Был ли Иван IV пассионарной личностью? Безусловно — да! Однако пассионарность может иметь как положительную, так и отрицательную направленность. Царю Ивану пришлось пройти через оба эти этапа. Сначала его жизнь была на подъеме, на взлете — он как бы парил в вышине, обозревая орлиными очами бескрайние российские просторы, и камнем бросался на врагов. Именно в этом порыве он сумел зарядить своей энергией народ и элиту, сподвигнув их на покорение Казанского ханства. Взятие Казани, а вслед за тем и Астрахани, освобождение великой русской реки Волги явилось апофеозом молодого царя, подтвердившим могущество его державы. Летописец с воодушевлением подводил итог славным деяниям государя всея Руси:
«Сицев бе той царь князь великии и многа при себе памяти и похвалы достойна сотвори: грады новыя созда и ветхия обнови, и церкви пречюдныя и прекрасныя воздвижи, и монастыря общежителныя иночествующим устрои; и от юны версты не любляше никакия потехи царьския: ни птичья ловлення, ни песья, ни звернныя борбы, ни гуселнаго звяцания, ни прегудниц крыпениня, ни мусикеискаго гласа, ни пискання прилепнаго, ни скомрах видимых бесов скакания и плясания, и всяко смехотворение от себе отрину, и глумники отогна, и в конец сих возненавиде. И токмо всегда о воинственнем попечении упражняшеся, и поучение о бранех творяше, и почиташе доброконники и храбрыя оружники, и о сих с воеводами прилежаше, и сим по вся дни живота своего с мудрыми советники своими поучашеся, и подвизашеся, како бы очистити землю свою от поганых нашествия, и от частаго пленения их; к сему же тщашеся и покушашеся всяку неправду, и нечестие, и кривосудство, и посулы, и резимание [взяточничество], и разбои, и татбы изо всея земля своея извести, правду же и благочестие в людех насеяти и возрастити.

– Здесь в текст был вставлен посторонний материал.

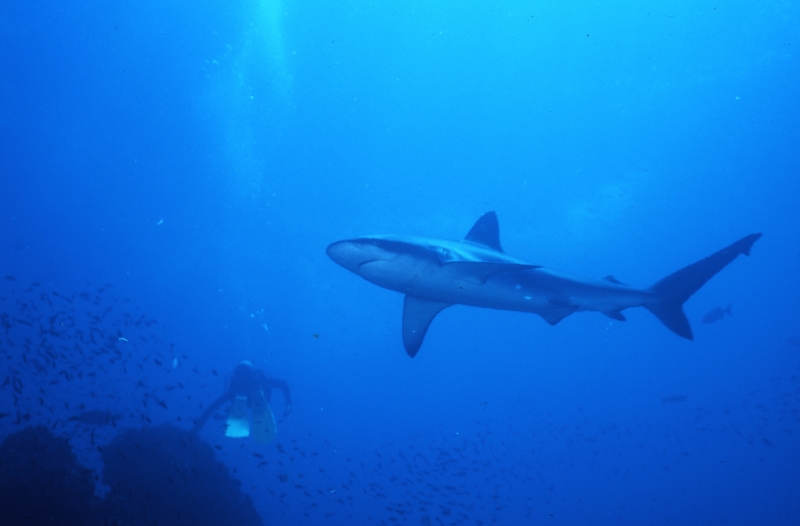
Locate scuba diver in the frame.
[192,360,292,444]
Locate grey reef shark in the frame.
[327,212,761,358]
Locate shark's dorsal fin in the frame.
[403,296,451,358]
[464,212,503,252]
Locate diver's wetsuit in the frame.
[192,363,292,431]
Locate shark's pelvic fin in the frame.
[444,261,541,285]
[537,301,578,325]
[644,234,761,340]
[464,212,503,252]
[403,296,451,358]
[603,310,628,321]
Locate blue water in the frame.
[0,0,800,526]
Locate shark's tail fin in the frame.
[644,234,761,340]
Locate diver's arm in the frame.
[192,390,236,433]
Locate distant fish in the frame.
[661,395,689,404]
[703,305,733,323]
[70,409,121,426]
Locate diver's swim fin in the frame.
[252,391,278,444]
[225,396,250,438]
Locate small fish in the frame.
[703,305,733,323]
[70,409,121,426]
[661,395,689,404]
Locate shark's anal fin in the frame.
[403,296,451,358]
[464,212,503,252]
[443,261,540,285]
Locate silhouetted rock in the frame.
[103,424,262,526]
[0,426,99,526]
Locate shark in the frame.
[326,212,761,358]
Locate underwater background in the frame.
[0,0,800,526]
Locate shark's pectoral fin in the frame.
[442,261,540,285]
[403,296,452,358]
[603,309,628,321]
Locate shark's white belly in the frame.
[359,256,648,313]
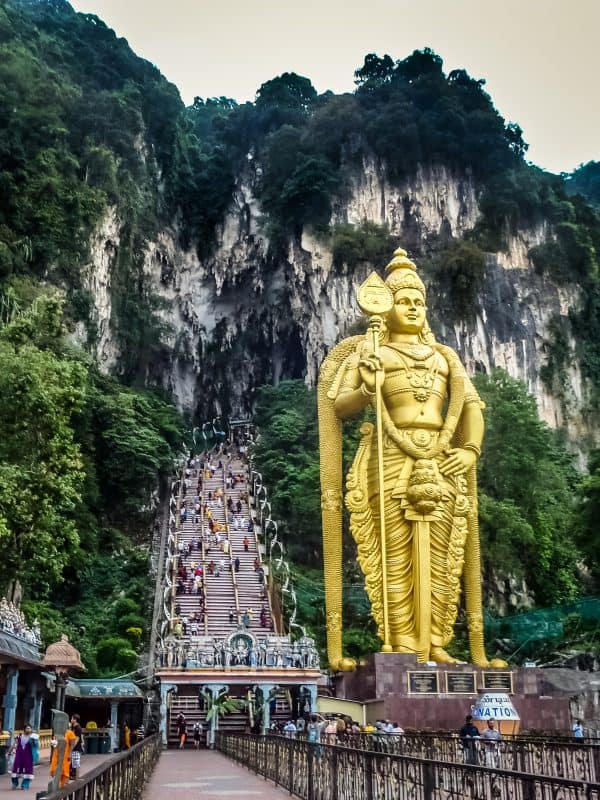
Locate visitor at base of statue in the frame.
[481,719,502,769]
[458,714,480,764]
[572,719,584,739]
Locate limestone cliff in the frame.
[86,159,592,450]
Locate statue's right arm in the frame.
[334,351,374,419]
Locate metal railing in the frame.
[216,733,600,800]
[44,734,161,800]
[314,732,600,782]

И того ради по всей области великия державы своея, по всем градом и по селом изыскав, устави разумныя люди и верныя сотники и пятдесятники на вере и кроте приведе во всех людех, яко же Моисей во израилтянех: да кииждо блюдет числа своего, аки пастырь овца своя, и разсмотряет изыскует всякаго зла и неправды и да обличает виноватаго пред болшими судьями. И аще не престанет от злаго обычая своего, да той смерть приимет о деле своем неизмолимо. И сим обычаем укрепи землю свою. Коли есть не мощно злыя обычая, издавна застаревшая в человецех, ис корения истребити. И бысть тогда во царьствии его великая тишина во всей земли Русьстей [так в оригинале — В.Д.] укротися всяка беда и мятеж и великия разбои и хищения и татба, и не именовашеся, яко же при отце его бысть…»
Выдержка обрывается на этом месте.